Cerita Karanganku : Cinta Online

 Cinta Online


Kata orang, kita tidak bisa jatuh cinta pada orang yang sama sekali belum pernah kita temui. Tapi aku tidak pernah percaya dengan hal itu. Semua itu adalah omong kosong. Aku pernah mengalaminya sendiri. Terserah kau mau percaya atau tidak, tapi aku akan tetap menceritakannya padamu. 

Aku bertemu dengannya di Instagram. Selama pandemi Covid-19 ini, Instagram menjadi teman setiaku, serta menjadi penghilang kebosananku selama tetap berada di rumah. Aku juga mendapatkan banyak teman online di Instagram. Salah satunya adalah cowok itu. Ya... Dia adalah Dion. Kami bisa berteman karena dia memiliki hobi yang sama denganku. Dion adalah teman chat yang mengasyikkan. Dia humoris, dan dia juga sangat baik. Selama enam bulan berteman, kami belum pernah memperlihatkan wajah kami masing-masing. Kami berdua tidak suka memposting wajah kami di sosial media. Alasannya, karena kami tidak percaya diri. Kami juga tidak pernah mempermasalahkan hal itu. Hubungan pertemanan kami tetap baik-baik saja. 

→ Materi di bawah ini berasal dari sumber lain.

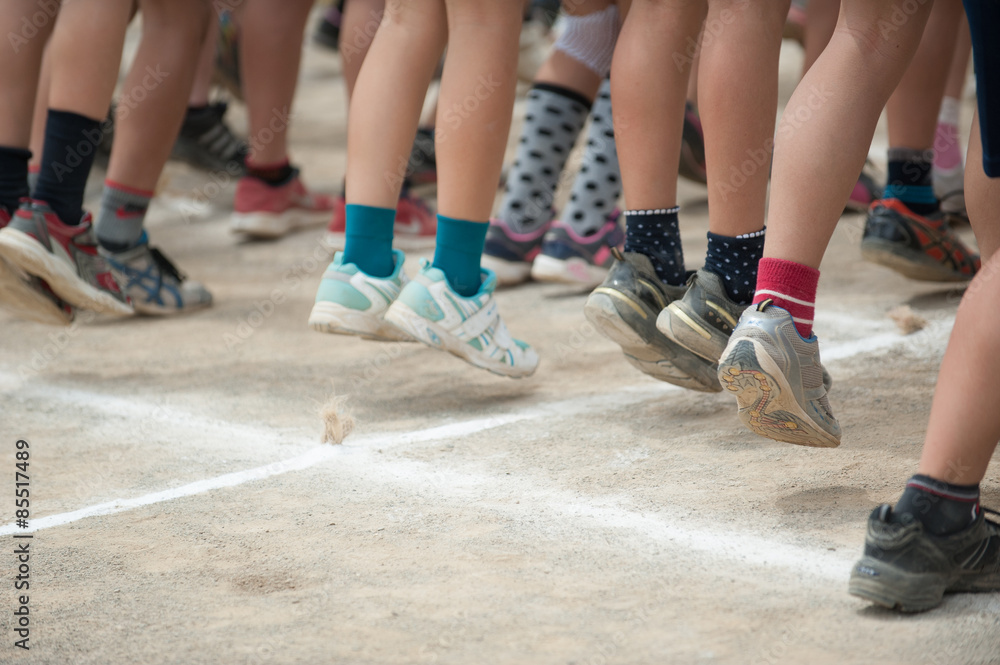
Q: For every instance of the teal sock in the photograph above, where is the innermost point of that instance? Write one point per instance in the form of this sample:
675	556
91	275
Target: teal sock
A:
459	248
368	239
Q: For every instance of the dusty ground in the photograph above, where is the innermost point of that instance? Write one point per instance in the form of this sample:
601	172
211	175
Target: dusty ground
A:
586	515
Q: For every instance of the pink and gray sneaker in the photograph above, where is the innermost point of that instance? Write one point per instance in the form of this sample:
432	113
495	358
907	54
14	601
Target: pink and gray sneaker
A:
570	258
63	257
510	254
261	210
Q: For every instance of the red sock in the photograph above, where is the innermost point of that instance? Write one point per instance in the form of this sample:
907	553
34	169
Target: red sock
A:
792	286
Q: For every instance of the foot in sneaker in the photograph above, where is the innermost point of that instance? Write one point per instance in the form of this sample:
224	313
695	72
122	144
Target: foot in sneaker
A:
206	142
64	257
432	312
624	310
921	248
703	319
27	297
155	286
778	380
414	229
349	302
574	259
510	254
265	211
906	567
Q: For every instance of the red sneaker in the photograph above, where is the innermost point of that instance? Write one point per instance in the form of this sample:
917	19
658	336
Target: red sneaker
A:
415	227
39	244
263	211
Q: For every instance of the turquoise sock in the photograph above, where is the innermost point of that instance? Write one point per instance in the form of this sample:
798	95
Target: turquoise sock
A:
368	241
459	248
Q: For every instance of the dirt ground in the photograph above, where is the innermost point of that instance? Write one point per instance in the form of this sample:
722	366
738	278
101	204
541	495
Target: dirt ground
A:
185	510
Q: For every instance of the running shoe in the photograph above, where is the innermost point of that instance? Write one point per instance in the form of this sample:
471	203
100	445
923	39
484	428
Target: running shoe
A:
778	380
692	164
624	310
206	142
415	227
349	302
704	318
64	257
155	286
261	210
866	191
906	568
921	248
574	259
510	254
27	297
430	311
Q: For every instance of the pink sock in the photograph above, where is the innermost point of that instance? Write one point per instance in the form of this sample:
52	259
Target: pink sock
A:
792	286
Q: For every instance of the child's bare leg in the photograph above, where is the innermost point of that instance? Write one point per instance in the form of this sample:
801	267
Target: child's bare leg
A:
358	24
833	112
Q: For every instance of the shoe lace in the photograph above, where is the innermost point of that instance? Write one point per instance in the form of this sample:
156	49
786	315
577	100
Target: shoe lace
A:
165	266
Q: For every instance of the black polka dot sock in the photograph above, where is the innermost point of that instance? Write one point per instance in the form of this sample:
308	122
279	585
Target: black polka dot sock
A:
552	122
656	234
943	508
598	184
735	261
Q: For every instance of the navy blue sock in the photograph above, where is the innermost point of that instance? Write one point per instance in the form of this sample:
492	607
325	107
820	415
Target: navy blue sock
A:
368	239
13	177
735	261
655	233
943	508
459	249
71	141
910	179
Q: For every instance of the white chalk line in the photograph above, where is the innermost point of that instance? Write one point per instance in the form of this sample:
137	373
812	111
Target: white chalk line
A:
723	543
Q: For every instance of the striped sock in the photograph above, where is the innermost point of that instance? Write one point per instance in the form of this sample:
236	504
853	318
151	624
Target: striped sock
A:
942	507
792	287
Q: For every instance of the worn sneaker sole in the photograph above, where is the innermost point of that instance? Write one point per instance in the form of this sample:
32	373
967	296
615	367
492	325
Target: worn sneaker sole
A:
907	262
270	225
509	273
427	332
331	317
891	587
18	298
767	403
680	324
26	253
577	271
620	319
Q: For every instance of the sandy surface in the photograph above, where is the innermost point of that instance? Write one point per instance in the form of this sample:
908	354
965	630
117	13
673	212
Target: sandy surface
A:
586	515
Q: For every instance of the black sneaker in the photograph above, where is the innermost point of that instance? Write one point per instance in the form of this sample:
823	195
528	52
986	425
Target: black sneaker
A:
907	568
624	309
206	142
704	318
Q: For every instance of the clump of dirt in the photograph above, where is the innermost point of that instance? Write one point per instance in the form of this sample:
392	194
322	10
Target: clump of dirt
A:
338	422
908	321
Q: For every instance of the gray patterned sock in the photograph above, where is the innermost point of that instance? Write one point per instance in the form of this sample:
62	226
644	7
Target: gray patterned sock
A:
598	184
552	122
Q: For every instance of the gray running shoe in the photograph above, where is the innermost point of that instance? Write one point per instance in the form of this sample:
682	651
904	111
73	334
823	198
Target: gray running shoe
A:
907	568
154	284
778	379
703	319
624	309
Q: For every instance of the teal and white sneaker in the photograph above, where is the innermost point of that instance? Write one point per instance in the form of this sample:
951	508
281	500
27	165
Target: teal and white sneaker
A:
470	328
349	302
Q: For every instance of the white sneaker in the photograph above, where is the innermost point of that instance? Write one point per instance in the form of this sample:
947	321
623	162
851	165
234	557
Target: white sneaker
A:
349	302
432	312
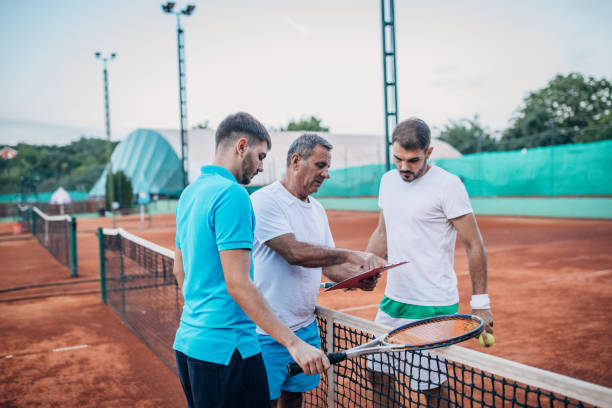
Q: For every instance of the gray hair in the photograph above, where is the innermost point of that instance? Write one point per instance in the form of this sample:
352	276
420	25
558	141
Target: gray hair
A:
305	144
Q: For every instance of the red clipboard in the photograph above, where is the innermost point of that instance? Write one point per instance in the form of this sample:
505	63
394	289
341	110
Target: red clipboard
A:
353	281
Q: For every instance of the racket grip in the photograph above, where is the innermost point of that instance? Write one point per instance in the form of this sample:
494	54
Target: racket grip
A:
336	357
295	369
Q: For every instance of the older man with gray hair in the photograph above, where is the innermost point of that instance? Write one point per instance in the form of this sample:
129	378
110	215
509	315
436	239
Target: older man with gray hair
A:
293	246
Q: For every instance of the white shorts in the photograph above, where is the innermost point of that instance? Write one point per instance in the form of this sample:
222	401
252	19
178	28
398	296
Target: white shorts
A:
426	371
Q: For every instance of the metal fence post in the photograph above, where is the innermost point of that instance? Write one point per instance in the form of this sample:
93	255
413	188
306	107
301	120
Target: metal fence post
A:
102	266
74	272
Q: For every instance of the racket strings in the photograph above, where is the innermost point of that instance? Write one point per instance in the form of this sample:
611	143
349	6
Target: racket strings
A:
431	332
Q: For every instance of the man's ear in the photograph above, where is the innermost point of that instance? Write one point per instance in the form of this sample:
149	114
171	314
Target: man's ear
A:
295	158
428	154
241	146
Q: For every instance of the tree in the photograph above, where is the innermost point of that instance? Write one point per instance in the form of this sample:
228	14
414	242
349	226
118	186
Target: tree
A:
122	190
570	109
468	136
202	125
313	125
74	166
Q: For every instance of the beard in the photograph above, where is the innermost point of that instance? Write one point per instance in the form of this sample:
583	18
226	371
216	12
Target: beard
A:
416	175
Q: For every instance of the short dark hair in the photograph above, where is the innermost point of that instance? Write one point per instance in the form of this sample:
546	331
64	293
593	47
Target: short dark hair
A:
241	122
305	144
412	134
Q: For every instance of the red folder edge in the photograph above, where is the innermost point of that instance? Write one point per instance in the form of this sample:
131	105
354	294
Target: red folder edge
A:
353	281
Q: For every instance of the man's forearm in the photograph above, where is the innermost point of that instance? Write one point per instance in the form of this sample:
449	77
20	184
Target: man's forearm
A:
477	263
314	256
338	273
377	244
178	270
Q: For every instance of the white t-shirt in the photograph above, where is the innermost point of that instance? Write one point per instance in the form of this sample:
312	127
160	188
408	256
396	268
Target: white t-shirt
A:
290	290
417	219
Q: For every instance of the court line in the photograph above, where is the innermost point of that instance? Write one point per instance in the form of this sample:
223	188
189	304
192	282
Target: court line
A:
574	276
350	309
55	350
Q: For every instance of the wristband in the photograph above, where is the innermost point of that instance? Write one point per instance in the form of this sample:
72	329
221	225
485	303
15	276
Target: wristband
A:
480	301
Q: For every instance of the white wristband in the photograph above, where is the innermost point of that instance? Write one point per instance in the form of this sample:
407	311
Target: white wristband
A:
480	301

Kami juga sering curhat masalah masing-masing. Dion adalah teman curhat yang baik. Dia selalu memberikan solusi atas setiap permasalahanku. Sedangkan aku—aku tidak pernah merasa jika aku adalah teman curhat yang baik, tapi dia selalu mengatakan bahwa aku adalah teman curhat yang sangat baik, tapi aku tidak pernah mempercayai hal itu.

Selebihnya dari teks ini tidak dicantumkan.